CONNIFF, Richard M., New York Times, 7 Dennis St., Old Lyme, CT 06371,

Natural history museums, which represent our only material record of the planet that sustains us, are rapidly deteriorating. Their collections are burning up in New Delhi, on the verge of collapse in Italy, converted to a glorified playground in Dayton, Ohio, and chronically underfunded everywhere. The journal Nature has called them “the endangered dead.” Partly that’s because of hard economic times and assault by anti-science politicians. And partly it’s the fault of the museums themselves, for failing to tell their stories well, and sometimes for pandering to entertainment industry values, or to corporate donors with anti-science agendas.

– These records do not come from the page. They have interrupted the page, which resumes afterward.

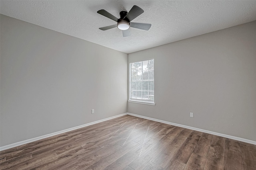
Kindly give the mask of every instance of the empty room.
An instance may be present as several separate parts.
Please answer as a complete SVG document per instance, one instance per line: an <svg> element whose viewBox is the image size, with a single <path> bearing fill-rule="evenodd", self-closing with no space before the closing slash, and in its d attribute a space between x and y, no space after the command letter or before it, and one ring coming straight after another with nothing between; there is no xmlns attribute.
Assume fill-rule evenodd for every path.
<svg viewBox="0 0 256 170"><path fill-rule="evenodd" d="M256 1L0 13L0 170L256 170Z"/></svg>

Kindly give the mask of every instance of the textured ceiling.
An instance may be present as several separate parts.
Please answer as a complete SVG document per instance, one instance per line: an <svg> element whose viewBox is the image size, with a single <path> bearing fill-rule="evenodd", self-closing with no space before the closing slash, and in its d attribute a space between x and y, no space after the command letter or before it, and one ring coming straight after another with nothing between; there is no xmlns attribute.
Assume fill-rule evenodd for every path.
<svg viewBox="0 0 256 170"><path fill-rule="evenodd" d="M116 23L97 13L104 9L119 18L134 5L144 12L133 22L151 23L144 31L130 28L123 37ZM127 53L256 20L256 1L1 0L2 14Z"/></svg>

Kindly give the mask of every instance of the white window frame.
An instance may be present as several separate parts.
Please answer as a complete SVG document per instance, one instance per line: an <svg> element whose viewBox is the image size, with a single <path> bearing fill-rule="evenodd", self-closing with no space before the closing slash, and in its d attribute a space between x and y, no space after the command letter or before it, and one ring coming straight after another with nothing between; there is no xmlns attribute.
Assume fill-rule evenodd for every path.
<svg viewBox="0 0 256 170"><path fill-rule="evenodd" d="M132 61L130 63L129 63L129 100L128 100L128 102L131 102L131 103L138 103L138 104L148 104L148 105L153 105L153 106L155 106L155 89L154 89L154 84L155 84L155 78L154 78L154 101L148 101L148 100L136 100L136 99L131 99L131 79L132 79L132 75L131 75L131 73L132 73L132 70L131 70L131 65L132 65L132 63L136 63L136 62L141 62L141 61L149 61L149 60L154 60L154 68L155 66L154 65L154 58L151 58L151 59L146 59L144 60L139 60L139 61Z"/></svg>

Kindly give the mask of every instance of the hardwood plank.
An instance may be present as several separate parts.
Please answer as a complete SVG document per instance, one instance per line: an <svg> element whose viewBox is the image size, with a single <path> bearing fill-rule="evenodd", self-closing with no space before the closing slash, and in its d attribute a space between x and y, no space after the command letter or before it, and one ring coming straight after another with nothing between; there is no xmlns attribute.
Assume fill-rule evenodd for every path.
<svg viewBox="0 0 256 170"><path fill-rule="evenodd" d="M175 159L186 164L200 137L200 136L192 133L177 151Z"/></svg>
<svg viewBox="0 0 256 170"><path fill-rule="evenodd" d="M224 169L224 156L218 154L218 152L210 152L207 156L204 170Z"/></svg>
<svg viewBox="0 0 256 170"><path fill-rule="evenodd" d="M42 146L49 146L58 141L65 140L68 136L68 135L66 133L62 133L1 151L0 154L6 155L6 160L9 160L30 152Z"/></svg>
<svg viewBox="0 0 256 170"><path fill-rule="evenodd" d="M110 155L90 166L87 169L97 170L104 169L112 163L130 152L134 148L138 146L138 145L139 144L134 142L130 142L124 145L120 149L115 151L114 153Z"/></svg>
<svg viewBox="0 0 256 170"><path fill-rule="evenodd" d="M132 169L132 168L130 167L130 166L127 166L126 167L125 167L125 168L123 170L134 170Z"/></svg>
<svg viewBox="0 0 256 170"><path fill-rule="evenodd" d="M193 152L202 156L207 157L213 137L212 135L205 133L202 134Z"/></svg>
<svg viewBox="0 0 256 170"><path fill-rule="evenodd" d="M185 168L186 164L172 159L167 164L166 166L164 168L164 170L183 170Z"/></svg>
<svg viewBox="0 0 256 170"><path fill-rule="evenodd" d="M164 168L172 158L188 136L179 135L170 144L152 160L152 162Z"/></svg>
<svg viewBox="0 0 256 170"><path fill-rule="evenodd" d="M177 127L173 129L152 147L131 163L129 166L135 170L144 168L158 154L165 149L183 130Z"/></svg>
<svg viewBox="0 0 256 170"><path fill-rule="evenodd" d="M106 131L103 132L103 133L100 133L99 135L100 136L102 136L101 137L102 139L103 138L108 138L112 136L114 133L114 132L111 132L110 131ZM60 145L58 146L54 146L53 147L50 148L50 150L52 150L54 149L54 148L57 148L57 149L54 150L56 152L57 154L59 154L69 150L73 148L76 148L79 146L80 146L84 144L86 142L88 143L90 141L94 141L96 139L98 139L98 137L97 135L93 135L87 138L86 138L86 136L82 136L76 139L76 140L74 140L72 143L68 145L65 144L65 145ZM37 154L37 153L33 153L33 155L34 154Z"/></svg>
<svg viewBox="0 0 256 170"><path fill-rule="evenodd" d="M0 163L2 163L4 162L5 162L6 161L6 156L1 155L1 156L0 156Z"/></svg>
<svg viewBox="0 0 256 170"><path fill-rule="evenodd" d="M252 144L240 142L245 170L256 170L256 149Z"/></svg>
<svg viewBox="0 0 256 170"><path fill-rule="evenodd" d="M43 169L48 170L69 170L70 165L78 162L79 159L82 158L89 158L102 149L102 148L97 145L92 146L90 148L85 149L85 151L82 153L76 153L72 156L67 158L65 160L64 162L51 165L50 166Z"/></svg>
<svg viewBox="0 0 256 170"><path fill-rule="evenodd" d="M194 131L194 134L196 135L199 135L199 136L202 136L202 135L203 134L203 132L200 132L199 131Z"/></svg>
<svg viewBox="0 0 256 170"><path fill-rule="evenodd" d="M225 149L224 169L244 170L241 153Z"/></svg>
<svg viewBox="0 0 256 170"><path fill-rule="evenodd" d="M240 143L240 147L243 147L244 148L248 148L248 149L252 150L256 150L256 148L254 147L255 145L250 143L246 143L245 142L239 142Z"/></svg>
<svg viewBox="0 0 256 170"><path fill-rule="evenodd" d="M133 140L140 136L140 135L146 133L147 131L147 129L148 128L144 128L142 129L140 131L132 133L128 137L126 137L116 143L120 146L124 146L126 144L129 143L131 141L132 141Z"/></svg>
<svg viewBox="0 0 256 170"><path fill-rule="evenodd" d="M95 162L99 161L104 157L107 156L114 152L118 149L122 147L114 143L97 152L92 156L86 159L83 158L79 160L79 162L75 164L74 169L85 169ZM73 168L72 168L73 169Z"/></svg>
<svg viewBox="0 0 256 170"><path fill-rule="evenodd" d="M1 170L256 169L254 145L129 115L0 155Z"/></svg>
<svg viewBox="0 0 256 170"><path fill-rule="evenodd" d="M148 165L143 169L144 170L162 170L162 167L152 162L148 164Z"/></svg>
<svg viewBox="0 0 256 170"><path fill-rule="evenodd" d="M49 159L49 158L53 158L56 156L57 154L55 152L50 152L46 153L38 156L37 158L35 158L33 159L29 159L24 162L17 164L13 166L9 166L6 168L2 169L4 170L8 169L11 168L13 170L27 170L30 168L32 168L33 166L39 165L42 162L44 162L46 160ZM32 155L33 156L33 155Z"/></svg>
<svg viewBox="0 0 256 170"><path fill-rule="evenodd" d="M170 126L167 127L165 127L152 136L152 138L158 140L160 140L162 138L165 136L166 135L168 134L171 130L173 129L174 127L175 127L174 126Z"/></svg>
<svg viewBox="0 0 256 170"><path fill-rule="evenodd" d="M164 126L159 125L156 127L155 128L153 129L152 130L150 131L149 127L148 127L148 130L146 133L136 138L132 141L140 144L143 143L145 140L151 137L153 135L164 128Z"/></svg>
<svg viewBox="0 0 256 170"><path fill-rule="evenodd" d="M184 170L203 170L206 160L206 157L192 153Z"/></svg>
<svg viewBox="0 0 256 170"><path fill-rule="evenodd" d="M156 139L149 139L108 166L104 170L123 169L157 142L157 140Z"/></svg>
<svg viewBox="0 0 256 170"><path fill-rule="evenodd" d="M225 139L225 149L229 150L241 152L239 143L237 141L230 139Z"/></svg>
<svg viewBox="0 0 256 170"><path fill-rule="evenodd" d="M118 141L123 139L126 137L130 136L133 133L138 132L138 131L143 131L143 129L135 128L133 129L130 129L128 131L126 131L120 134L119 134L117 136L113 136L110 138L107 139L107 140L102 140L101 141L97 143L100 147L102 148L108 147L110 145L114 143L118 142ZM126 142L126 143L128 142ZM82 147L84 147L84 145L82 145Z"/></svg>
<svg viewBox="0 0 256 170"><path fill-rule="evenodd" d="M209 152L224 156L225 145L224 138L214 135Z"/></svg>
<svg viewBox="0 0 256 170"><path fill-rule="evenodd" d="M110 133L112 133L110 131L106 131L98 133L99 135L105 136L109 134ZM71 138L70 140L69 140L68 142L70 142L70 143L75 143L76 142L83 141L84 143L86 141L90 141L92 140L95 139L97 138L97 136L94 135L90 135L88 137L86 136L82 136L77 138L74 138L73 139ZM53 144L50 146L44 146L43 147L41 147L40 149L37 149L34 151L32 151L32 154L34 157L38 156L46 152L52 152L54 150L56 149L60 148L63 147L67 145L66 142L62 141L62 142L56 143L55 144ZM79 145L75 145L74 147L70 147L70 149L72 149L75 148ZM66 150L67 151L67 150Z"/></svg>
<svg viewBox="0 0 256 170"><path fill-rule="evenodd" d="M14 166L18 164L26 161L32 158L33 158L33 156L32 156L31 153L28 153L11 160L1 162L1 164L0 164L0 169L2 170L8 168L8 167Z"/></svg>

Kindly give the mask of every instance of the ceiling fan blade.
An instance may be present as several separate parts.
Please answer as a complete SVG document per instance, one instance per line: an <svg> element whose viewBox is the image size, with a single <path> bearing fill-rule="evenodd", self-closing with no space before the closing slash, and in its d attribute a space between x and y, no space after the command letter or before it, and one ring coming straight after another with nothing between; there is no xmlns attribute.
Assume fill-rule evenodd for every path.
<svg viewBox="0 0 256 170"><path fill-rule="evenodd" d="M126 30L122 30L123 32L123 37L128 37L131 35L131 33L130 32L129 29Z"/></svg>
<svg viewBox="0 0 256 170"><path fill-rule="evenodd" d="M151 27L151 24L138 22L130 22L130 26L133 28L148 31Z"/></svg>
<svg viewBox="0 0 256 170"><path fill-rule="evenodd" d="M130 21L135 18L137 16L144 12L143 10L136 5L134 5L131 10L130 10L125 18L127 18Z"/></svg>
<svg viewBox="0 0 256 170"><path fill-rule="evenodd" d="M108 29L111 29L111 28L114 28L116 27L116 24L112 25L108 25L104 27L101 27L99 28L99 29L102 31L106 31Z"/></svg>
<svg viewBox="0 0 256 170"><path fill-rule="evenodd" d="M103 15L103 16L105 16L109 19L111 19L116 22L117 22L117 20L118 20L118 18L104 10L99 10L97 12L97 13L100 14L100 15Z"/></svg>

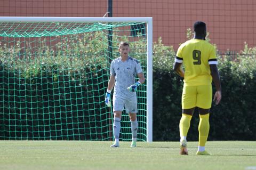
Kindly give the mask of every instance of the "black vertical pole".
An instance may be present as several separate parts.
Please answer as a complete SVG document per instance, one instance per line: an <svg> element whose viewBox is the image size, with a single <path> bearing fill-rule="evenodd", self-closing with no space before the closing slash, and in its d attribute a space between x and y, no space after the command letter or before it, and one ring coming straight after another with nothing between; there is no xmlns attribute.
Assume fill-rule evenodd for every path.
<svg viewBox="0 0 256 170"><path fill-rule="evenodd" d="M108 17L112 17L112 0L108 0ZM111 24L111 23L110 23ZM109 68L110 68L111 61L112 60L112 52L113 52L113 48L112 48L112 37L113 37L113 30L112 28L109 28L108 30L108 66ZM110 115L109 115L109 135L110 139L110 140L113 140L113 132L112 132L112 120L113 119L113 115L111 110L111 108L109 108L109 112L110 112Z"/></svg>

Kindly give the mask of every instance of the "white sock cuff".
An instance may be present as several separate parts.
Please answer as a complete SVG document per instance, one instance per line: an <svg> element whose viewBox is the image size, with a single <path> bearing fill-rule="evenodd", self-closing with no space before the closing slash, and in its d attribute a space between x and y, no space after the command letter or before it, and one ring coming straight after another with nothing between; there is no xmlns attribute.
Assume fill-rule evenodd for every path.
<svg viewBox="0 0 256 170"><path fill-rule="evenodd" d="M134 121L132 121L132 120L130 119L130 122L138 122L137 118L136 118L136 120L135 120Z"/></svg>
<svg viewBox="0 0 256 170"><path fill-rule="evenodd" d="M120 122L120 121L121 121L121 119L119 118L119 117L115 117L114 118L114 121L119 121L119 122Z"/></svg>

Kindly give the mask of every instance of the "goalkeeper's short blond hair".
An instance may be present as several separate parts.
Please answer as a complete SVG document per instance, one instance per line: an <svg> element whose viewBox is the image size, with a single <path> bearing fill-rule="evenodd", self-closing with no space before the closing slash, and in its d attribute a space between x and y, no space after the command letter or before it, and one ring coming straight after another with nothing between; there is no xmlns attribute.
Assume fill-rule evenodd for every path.
<svg viewBox="0 0 256 170"><path fill-rule="evenodd" d="M127 42L120 42L120 44L119 44L119 48L121 48L121 46L129 46L129 43L128 43Z"/></svg>

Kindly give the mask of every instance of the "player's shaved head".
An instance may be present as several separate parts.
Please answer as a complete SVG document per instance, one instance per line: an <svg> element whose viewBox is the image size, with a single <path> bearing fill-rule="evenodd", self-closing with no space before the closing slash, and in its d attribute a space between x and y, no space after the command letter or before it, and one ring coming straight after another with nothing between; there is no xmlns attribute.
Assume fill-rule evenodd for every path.
<svg viewBox="0 0 256 170"><path fill-rule="evenodd" d="M202 21L196 21L194 24L194 31L197 35L206 34L206 25Z"/></svg>

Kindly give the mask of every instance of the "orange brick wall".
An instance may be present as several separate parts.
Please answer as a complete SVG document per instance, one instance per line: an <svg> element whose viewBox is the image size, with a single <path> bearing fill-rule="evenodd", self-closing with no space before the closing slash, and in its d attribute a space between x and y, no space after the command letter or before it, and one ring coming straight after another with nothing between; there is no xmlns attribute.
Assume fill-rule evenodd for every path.
<svg viewBox="0 0 256 170"><path fill-rule="evenodd" d="M221 51L256 46L256 1L113 0L113 17L153 17L154 41L162 37L177 48L186 29L205 21L211 42ZM0 0L0 16L103 17L107 0Z"/></svg>

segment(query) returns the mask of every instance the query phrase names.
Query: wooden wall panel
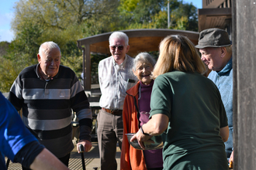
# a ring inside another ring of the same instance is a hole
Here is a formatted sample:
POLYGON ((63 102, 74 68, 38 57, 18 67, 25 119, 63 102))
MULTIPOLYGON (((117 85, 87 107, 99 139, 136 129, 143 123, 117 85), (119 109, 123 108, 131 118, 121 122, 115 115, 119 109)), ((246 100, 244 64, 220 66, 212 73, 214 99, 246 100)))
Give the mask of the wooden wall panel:
POLYGON ((233 1, 235 170, 256 168, 256 1, 233 1))

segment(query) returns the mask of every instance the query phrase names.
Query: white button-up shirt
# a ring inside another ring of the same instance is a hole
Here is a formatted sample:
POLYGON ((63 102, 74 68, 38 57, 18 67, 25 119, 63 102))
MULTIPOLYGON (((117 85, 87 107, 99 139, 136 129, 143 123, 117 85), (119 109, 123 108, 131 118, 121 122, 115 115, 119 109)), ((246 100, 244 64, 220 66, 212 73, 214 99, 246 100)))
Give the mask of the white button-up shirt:
POLYGON ((111 56, 99 63, 99 83, 102 96, 101 107, 123 110, 126 91, 137 81, 132 68, 133 58, 126 55, 123 63, 118 65, 111 56))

 This talk will detail, from an outsider’s point of view, some of the ways museums matter. I’ll draw from my last book, about species discovery, to show how mammoth and mastodon specimens made extinction a reality, and thus made Darwin’s evolutionary thinking possible. And from my current book about the Yale Peabody Museum, I’ll describe how O.C. Marsh’s toothed birds and his horse fossils gave Huxley and Darwin their best evidence in the decades after On The Origin. To suggest how collecting and preserving specimens in the absence of any specific purpose can pay dividends, I’ll recount the modern story of how one obscure insect specimen in another natural history museum helped avert a $600-billion ecological disaster. Finally, I’ll talk about potential ways to do better at getting across their mission more persuasively, for instance, by incorporating more human stories from the history of discovery in their displays, with the aim of reviving the lost sense of wonder in the public, political leaders, and potential donors.